During the Trump presidency, the U.S. Conference of Catholic Bishops, along with other Catholic organizations and a variety of faith and secular groups, has struggled in its advocacy efforts to allow more refugees into the country, given the record number of forcibly displaced people around the world — almost 80 million, according to the United Nations’ refugee agency, the U.N. High Commissioner for Refugees.
Hours after taking office in January 2017, the Trump administration announced it was cutting the cap of 110,000 allowed under the Obama administration to 50,000. The administration consistently lowered the number each fiscal year.
Last year, the administration announced it was setting the cap at 18,000 refugees for the 2020 fiscal year, but fewer than 10,000 have been allowed in.
Biden, in the video for the JRS event, said he would return to the upward trend the U.S. had been on since the federal U.S. Refugee Program began in 1980.
“The United States has long stood as a beacon of hope for the downtrodden and the oppressed, a leader in resettling refugees and our humanitarian response. I promise, as president, I’ll reclaim that proud legacy for our country,” said Biden, declared by the media Nov. 7 as winner of the presidential election, but the Trump campaign has filed lawsuits in several states challenging vote counts.
“The Biden-Harris administration will restore America’s historic role in protecting the vulnerable and defending the rights of refugees everywhere,” Biden added.
Ashley Feasley, director of policy for Migration and Refugee Services at the USCCB, said in a Nov. 13 interview with Catholic News Service that the change in policy for the U.S. would take some ramping up of a network of agencies, international and domestic, whose resettlement work has trickled in the past few years.
Biden would need to issue a new Presidential Determination on Refugee Admissions — what’s needed to increase the number of those allowed in, but even if he does it on his first day in office, it’s going to take a lot of effort, rebuilding relationships with global agencies such as UNHCR, to get the program back up to what it once was.
“I don’t see them getting to 125,000 this fiscal year, but I do see a rebuilding of the infrastructure,” Feasley said.
Catholic and other faith-based agencies such as JRS, whose work was lauded by Biden as well as by Pope Francis during the online celebration, are on the front lines of the resettlement work, providing pastoral care, programs for psychosocial support in detention centers and refugee camps and for humanitarian relief, as well as helping refugees pave new paths in a new home.
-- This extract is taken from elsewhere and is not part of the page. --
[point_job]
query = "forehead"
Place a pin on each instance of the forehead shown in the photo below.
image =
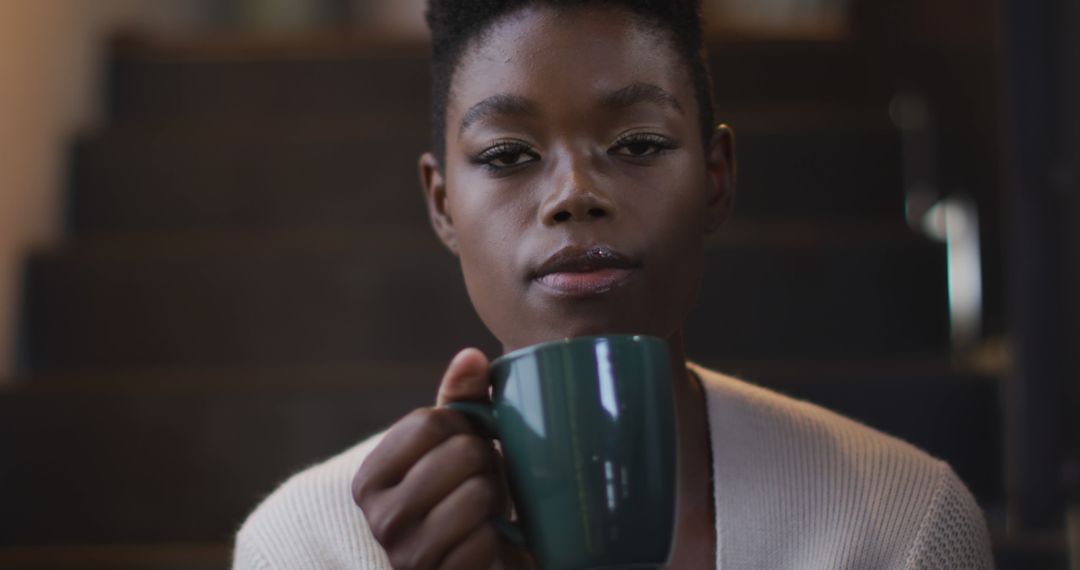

JRS, which for four decades has provided education and livelihood programs so that resettled people develop skills and integrate into their new communities, received a letter from Pope Francis addressed to Jesuit Father Thomas H. Smolich, the organization’s international director, on the occasion of its milestone anniversary.
In it, the pontiff thanked staff and volunteers, offering special greetings “to the many men, women and children who seek refuge and assistance from JRS. May they and their families always know that the pope remains close to them and is praying for them!”
The pope wrote of his wishes that the agency continue “raising awareness of the plight of refugees and other forcibly displaced persons” and “extending the hand of friendship to those who are lonely, separated from their families or even abandoned.”
And that’s part of what many Catholic agencies that work to resettle refugees are involved with, Feasley said. It’s part of a spiritual legacy of helping the stranger, and one that the pope reminds Catholics of in his most recent encyclical “Fratelli Tutti,” she added.
Returning to increased in work of refugee resettlement is an opportunity to embrace the call of Pope Francis to “welcome, protect, promote and integrate” some of the most vulnerable among us, Feasley said.
“I see challenges but also opportunities to grow and maybe to do more work for Catholics to see how central this is to our identity as a global church,” she said.
The Catholic faith tradition has a long and noted history of being forced to be on the move, being refugees, but also of a people who are welcoming and who accompany others who are forced to leave, she said.